Art has also been used to imagine how Newport may have looked, when the brush has been the clearest way to evoke views of long ago.
The Newport ship features in two pictures.
One was commissioned by the Friends of the Newport Ship from one of the UK’s leading marine artists, Peter Power.
Another, by artist Anne Leave is of Newport at the time of the medieval ship with help from historian Bob Trett.
The view shows a wooden bridge over the river and moored where the town wall meets the Usk is a familiar-looking medieval ship.

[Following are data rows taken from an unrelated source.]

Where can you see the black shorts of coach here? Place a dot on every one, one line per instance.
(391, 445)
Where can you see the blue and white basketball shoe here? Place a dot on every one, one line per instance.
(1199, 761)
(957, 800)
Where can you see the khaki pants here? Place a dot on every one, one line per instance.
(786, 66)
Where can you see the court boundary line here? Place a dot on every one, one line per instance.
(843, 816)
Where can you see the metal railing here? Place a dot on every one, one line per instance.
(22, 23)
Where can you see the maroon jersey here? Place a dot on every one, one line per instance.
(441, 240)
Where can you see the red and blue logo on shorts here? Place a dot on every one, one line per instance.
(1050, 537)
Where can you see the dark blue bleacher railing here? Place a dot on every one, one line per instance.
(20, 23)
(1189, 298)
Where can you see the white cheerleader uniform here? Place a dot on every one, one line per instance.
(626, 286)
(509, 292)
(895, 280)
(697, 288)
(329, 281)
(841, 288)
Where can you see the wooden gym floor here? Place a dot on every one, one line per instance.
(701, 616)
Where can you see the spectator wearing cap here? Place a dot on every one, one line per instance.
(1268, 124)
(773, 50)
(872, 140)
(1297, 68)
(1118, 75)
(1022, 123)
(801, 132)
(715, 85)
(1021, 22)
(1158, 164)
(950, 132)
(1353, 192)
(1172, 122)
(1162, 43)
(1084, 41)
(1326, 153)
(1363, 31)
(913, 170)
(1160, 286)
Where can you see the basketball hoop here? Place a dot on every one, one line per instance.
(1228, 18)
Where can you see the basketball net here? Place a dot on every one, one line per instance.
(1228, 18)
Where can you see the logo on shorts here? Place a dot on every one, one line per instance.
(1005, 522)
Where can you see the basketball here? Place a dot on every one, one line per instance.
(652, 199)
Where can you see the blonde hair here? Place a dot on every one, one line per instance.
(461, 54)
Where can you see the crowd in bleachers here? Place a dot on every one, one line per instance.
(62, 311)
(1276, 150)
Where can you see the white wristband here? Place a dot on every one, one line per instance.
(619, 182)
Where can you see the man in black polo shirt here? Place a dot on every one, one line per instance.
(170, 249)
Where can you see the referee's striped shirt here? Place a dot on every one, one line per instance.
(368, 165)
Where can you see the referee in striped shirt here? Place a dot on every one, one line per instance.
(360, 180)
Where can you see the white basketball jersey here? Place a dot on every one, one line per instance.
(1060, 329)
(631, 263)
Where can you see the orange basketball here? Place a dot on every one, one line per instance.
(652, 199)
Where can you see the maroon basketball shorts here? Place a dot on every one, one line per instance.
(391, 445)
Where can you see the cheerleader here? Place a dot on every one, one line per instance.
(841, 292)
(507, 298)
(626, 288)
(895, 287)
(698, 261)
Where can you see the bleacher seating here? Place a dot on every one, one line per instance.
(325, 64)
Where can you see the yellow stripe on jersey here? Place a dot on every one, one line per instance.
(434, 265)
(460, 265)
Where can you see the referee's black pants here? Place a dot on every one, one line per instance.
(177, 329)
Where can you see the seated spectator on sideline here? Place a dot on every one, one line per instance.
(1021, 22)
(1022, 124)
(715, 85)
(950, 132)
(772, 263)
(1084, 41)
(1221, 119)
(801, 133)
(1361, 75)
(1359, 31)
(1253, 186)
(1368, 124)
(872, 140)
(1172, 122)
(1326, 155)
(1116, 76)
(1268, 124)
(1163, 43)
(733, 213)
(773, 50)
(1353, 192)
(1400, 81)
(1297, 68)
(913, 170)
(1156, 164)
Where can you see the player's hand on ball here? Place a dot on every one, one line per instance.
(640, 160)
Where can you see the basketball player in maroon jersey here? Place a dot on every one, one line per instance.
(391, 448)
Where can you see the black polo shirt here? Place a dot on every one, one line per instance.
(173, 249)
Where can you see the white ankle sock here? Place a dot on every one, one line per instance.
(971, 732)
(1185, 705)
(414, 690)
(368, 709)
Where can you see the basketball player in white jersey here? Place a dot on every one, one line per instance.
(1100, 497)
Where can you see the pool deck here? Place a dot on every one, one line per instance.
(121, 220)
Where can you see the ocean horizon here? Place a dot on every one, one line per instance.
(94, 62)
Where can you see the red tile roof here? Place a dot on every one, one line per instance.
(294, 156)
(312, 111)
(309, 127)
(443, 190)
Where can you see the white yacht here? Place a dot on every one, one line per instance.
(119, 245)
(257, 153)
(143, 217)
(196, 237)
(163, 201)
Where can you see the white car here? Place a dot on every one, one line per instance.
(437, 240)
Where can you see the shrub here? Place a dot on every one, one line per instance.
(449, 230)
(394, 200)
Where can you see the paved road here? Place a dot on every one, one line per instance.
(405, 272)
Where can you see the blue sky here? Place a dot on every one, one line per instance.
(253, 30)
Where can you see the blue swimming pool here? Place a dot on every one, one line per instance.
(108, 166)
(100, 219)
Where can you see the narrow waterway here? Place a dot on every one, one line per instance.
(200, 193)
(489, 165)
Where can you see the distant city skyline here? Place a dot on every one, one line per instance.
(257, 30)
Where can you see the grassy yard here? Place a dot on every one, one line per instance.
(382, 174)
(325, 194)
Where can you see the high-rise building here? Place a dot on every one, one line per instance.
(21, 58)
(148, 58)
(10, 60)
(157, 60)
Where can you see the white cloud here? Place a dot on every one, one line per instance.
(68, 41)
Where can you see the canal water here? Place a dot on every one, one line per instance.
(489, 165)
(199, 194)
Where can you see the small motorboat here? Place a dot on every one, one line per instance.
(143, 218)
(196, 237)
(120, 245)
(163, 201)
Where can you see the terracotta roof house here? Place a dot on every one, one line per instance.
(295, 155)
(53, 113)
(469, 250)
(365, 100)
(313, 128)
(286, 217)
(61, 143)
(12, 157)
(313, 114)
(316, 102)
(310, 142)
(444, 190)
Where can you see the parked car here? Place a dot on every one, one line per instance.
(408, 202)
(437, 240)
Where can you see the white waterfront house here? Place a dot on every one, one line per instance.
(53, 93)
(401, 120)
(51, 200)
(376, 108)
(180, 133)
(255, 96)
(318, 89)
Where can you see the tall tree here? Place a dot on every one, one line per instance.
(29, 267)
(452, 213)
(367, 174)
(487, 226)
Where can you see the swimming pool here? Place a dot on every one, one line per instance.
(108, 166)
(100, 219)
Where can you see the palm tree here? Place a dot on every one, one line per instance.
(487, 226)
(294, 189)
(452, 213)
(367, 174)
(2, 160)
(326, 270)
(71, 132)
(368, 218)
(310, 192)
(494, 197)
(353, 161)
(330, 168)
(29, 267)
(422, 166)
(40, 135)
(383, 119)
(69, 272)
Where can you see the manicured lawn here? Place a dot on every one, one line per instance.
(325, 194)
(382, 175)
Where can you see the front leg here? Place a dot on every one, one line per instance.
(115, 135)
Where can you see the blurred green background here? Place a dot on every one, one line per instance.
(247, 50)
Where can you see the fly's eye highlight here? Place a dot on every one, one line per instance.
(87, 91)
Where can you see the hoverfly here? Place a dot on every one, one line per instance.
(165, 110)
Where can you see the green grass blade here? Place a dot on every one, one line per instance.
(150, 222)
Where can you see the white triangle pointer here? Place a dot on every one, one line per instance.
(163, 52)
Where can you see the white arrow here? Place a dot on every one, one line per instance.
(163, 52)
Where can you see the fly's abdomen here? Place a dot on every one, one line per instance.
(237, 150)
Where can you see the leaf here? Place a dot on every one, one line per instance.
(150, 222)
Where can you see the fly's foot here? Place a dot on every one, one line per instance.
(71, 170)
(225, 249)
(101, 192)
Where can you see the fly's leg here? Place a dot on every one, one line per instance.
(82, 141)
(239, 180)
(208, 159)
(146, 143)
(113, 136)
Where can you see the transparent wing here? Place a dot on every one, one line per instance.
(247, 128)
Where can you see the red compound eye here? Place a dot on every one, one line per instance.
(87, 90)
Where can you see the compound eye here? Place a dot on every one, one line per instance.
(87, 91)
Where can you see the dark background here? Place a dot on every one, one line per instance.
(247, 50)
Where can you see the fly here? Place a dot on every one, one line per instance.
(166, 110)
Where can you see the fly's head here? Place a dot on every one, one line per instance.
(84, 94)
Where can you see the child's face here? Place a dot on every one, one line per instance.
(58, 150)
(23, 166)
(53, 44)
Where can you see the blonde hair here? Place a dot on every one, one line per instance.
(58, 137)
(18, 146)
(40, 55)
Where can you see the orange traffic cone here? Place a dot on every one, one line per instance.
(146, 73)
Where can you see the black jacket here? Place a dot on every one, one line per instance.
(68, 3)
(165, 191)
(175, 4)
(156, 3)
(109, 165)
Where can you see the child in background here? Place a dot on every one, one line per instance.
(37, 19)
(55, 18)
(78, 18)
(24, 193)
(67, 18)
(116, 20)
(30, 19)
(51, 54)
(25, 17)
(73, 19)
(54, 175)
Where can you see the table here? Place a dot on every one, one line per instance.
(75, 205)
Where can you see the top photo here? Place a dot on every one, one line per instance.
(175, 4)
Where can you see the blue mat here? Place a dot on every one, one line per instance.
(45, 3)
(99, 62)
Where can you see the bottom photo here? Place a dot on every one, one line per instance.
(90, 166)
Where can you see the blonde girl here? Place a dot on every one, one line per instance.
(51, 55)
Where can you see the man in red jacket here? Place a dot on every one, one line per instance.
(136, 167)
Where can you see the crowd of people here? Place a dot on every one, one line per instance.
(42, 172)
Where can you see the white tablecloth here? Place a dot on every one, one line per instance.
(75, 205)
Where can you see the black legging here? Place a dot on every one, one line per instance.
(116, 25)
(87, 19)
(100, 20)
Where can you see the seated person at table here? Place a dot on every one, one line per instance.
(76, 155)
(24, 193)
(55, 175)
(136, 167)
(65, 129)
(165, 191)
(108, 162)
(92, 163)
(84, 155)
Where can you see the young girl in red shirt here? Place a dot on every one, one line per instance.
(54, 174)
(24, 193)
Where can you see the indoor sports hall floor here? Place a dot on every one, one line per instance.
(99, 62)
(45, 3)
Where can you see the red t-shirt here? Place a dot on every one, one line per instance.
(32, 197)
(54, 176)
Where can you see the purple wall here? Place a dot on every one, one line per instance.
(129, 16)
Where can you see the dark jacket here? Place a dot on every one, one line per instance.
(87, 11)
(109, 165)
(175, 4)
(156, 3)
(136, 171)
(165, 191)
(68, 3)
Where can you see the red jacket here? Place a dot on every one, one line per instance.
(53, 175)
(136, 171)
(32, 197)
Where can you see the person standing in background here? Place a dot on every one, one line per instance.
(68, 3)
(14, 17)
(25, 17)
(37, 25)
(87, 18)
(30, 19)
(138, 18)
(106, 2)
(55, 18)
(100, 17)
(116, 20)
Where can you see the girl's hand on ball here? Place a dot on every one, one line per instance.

The picture The Home Front by Stanley Lewis from 1940 depicts the civil and volunteer services who defended Newport during the Second World War.
The Monmouthshire Canal at Newport by Joseph Walter is in the collection of Newport Museum and Art Gallery.
The painting from around 1850 depicts people crossing the canal at Newport carrying loads to waiting ships on the Usk.
A drawing by Argus writer Fred Hando shows the canal at Allt-yr-Yn serenely flowing beneath a stone bridge.
The woodcut of the massacre of Chartist protestors outside the Westgate Hotel provides a chilling contrast.
A picture of wartime still manages to produce a tranquil scene. Balloon Barrage, Newport by George Robert William Phillis shows a peaceful looking Newport, with the balloons looming protectively above the town.
The ferocity of war seems a world away.